Which is exactly what Tulp wanted. For this painting is a profoundly political work, one designed to increase his chances of being elected burgomaster or town council leader (he succeeded, and remained in power for more than 20 years) in a society that prized intellectual power as a form of nobility.

That Tulp should be demonstrating the mechanics of the human hand is also significant, since it was known that Aristotle held the hand to be the counterpart of human reason. Of course, deft use of the hand is also of critical importance to the artist, as Rembrandt would have been keen to demonstrate.

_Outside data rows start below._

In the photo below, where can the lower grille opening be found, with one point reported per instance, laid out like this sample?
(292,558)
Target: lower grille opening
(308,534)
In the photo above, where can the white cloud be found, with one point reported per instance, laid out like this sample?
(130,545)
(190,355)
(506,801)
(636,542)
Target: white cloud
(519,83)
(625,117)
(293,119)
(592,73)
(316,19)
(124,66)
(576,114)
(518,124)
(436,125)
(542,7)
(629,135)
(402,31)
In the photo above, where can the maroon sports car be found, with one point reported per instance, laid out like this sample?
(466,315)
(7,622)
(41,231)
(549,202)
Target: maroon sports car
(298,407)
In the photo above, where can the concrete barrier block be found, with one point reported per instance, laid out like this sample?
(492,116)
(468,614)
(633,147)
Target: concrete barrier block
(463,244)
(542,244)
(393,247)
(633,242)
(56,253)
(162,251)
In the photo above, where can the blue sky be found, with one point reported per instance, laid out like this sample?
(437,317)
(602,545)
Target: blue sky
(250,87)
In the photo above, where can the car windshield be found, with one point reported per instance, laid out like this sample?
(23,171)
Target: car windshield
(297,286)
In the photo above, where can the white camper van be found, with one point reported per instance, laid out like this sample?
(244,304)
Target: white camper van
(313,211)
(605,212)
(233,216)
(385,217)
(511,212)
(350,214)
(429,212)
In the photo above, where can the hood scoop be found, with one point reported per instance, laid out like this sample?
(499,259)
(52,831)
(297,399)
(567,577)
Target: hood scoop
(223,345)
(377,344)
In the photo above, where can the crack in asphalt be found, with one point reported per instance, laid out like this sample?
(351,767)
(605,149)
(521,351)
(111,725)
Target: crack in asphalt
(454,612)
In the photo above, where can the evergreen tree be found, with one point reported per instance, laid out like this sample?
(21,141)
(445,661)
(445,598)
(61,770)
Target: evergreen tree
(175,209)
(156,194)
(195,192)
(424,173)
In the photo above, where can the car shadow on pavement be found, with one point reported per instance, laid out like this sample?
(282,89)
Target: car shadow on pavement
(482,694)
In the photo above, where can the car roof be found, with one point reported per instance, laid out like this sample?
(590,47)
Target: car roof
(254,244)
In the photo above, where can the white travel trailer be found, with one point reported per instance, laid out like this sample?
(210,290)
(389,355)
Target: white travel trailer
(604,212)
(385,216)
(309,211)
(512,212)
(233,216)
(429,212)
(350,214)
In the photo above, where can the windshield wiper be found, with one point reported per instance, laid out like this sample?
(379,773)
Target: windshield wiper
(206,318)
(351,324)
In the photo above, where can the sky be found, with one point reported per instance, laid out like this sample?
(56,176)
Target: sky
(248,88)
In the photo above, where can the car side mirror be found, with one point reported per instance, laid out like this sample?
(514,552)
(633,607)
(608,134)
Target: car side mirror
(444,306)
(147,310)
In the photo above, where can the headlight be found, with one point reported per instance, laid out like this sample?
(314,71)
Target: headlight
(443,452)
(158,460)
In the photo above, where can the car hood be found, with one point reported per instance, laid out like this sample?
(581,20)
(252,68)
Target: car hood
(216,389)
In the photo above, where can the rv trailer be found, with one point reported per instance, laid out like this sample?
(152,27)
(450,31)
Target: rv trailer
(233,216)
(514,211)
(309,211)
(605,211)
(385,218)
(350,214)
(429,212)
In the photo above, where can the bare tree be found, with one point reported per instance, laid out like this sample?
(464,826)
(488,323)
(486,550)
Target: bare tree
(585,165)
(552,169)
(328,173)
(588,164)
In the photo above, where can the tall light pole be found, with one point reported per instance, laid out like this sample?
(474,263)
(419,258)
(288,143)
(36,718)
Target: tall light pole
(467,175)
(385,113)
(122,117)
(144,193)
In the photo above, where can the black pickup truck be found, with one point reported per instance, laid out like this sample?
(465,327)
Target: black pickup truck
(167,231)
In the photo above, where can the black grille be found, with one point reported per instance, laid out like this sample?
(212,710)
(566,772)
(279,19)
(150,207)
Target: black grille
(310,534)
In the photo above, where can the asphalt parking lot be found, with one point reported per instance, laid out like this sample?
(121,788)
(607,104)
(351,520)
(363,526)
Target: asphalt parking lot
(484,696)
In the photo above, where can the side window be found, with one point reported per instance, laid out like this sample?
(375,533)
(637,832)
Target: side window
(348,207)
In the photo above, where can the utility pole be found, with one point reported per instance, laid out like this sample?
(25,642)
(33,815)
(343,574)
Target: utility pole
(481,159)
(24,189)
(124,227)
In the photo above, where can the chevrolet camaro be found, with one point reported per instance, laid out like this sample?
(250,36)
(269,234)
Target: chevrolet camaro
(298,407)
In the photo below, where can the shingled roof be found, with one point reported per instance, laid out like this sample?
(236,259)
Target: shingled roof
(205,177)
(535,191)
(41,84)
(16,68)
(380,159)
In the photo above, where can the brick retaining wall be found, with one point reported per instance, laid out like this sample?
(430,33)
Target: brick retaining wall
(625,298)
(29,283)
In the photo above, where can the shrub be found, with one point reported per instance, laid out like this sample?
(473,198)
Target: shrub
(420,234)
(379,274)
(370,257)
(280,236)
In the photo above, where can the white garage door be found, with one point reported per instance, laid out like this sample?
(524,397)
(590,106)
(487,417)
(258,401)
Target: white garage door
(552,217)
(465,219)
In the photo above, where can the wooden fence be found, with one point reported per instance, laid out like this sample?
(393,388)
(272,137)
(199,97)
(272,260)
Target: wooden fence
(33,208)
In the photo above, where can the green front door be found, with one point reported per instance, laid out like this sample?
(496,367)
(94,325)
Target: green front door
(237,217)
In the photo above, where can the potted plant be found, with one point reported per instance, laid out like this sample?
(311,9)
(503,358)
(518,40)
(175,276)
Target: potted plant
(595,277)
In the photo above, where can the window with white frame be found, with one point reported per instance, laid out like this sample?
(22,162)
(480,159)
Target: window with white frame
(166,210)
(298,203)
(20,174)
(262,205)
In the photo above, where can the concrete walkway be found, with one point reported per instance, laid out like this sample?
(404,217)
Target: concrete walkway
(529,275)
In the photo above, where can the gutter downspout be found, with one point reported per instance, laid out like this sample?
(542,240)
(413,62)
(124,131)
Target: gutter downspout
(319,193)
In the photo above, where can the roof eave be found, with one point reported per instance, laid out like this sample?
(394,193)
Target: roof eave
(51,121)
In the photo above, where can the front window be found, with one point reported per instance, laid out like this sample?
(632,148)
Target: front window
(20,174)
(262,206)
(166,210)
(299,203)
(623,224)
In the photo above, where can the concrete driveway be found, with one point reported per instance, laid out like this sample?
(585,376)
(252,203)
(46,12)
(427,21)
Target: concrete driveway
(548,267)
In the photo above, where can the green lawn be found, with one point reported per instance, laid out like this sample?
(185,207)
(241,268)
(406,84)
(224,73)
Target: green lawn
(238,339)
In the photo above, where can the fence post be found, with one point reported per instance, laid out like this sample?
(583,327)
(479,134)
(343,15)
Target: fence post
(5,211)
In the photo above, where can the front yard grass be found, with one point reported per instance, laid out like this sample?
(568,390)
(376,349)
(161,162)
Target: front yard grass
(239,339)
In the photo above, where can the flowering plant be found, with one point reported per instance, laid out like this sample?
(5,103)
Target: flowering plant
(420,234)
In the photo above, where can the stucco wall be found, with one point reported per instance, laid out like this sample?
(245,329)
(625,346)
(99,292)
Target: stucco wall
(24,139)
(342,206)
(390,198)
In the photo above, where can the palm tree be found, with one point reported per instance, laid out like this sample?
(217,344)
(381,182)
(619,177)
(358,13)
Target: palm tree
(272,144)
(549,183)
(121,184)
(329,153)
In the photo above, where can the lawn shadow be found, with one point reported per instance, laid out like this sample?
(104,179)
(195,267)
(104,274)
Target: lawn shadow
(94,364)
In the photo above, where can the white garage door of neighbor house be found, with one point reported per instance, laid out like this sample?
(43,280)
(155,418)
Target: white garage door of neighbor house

Thus intellectual curiosity, social ambitions and a desire to play to the crowd are all underlying themes in this painting which we praise as a work of high art.

It is not that I want to equate the content of Everyday Operations with the artistry of Rembrandt. It is rather that this painting reminds us how complex the issues are surrounding the public display of the human body, its relationship to notions of public decency and its role as an effective forum for the demonstration of intellectual curiosity. Just as some people are revolted by the performance work of the French artist Orlan, who films herself as she subjects herself to cosmetic surgery, so some will find the idea of an interest in anatomical procedure offensive. But it was not so long ago that such curiosity was deemed the hallmark of the cultivated man.

The curiosity has not disappeared. You have only to channel-hop between the countless hospital documentary programmes and drama serials on television to see how medicine still fascinates us, even if the bodies and the gore are (usually) kept prudishly out of our view. But we abhor this video because it falls in between the categories we like to use: it does not fit neatly into "educational viewing", but nor is it "entertainment". Unlike Rembrandt's painting or the CD-Roms on the human body now available, it has not been mediated by oil paint or multimedia interfaces. Instead, the reaction to it has shown how, in this country, we have allowed the intellectual freedom so valued by Dr Johnson to be constricted by what is called good taste.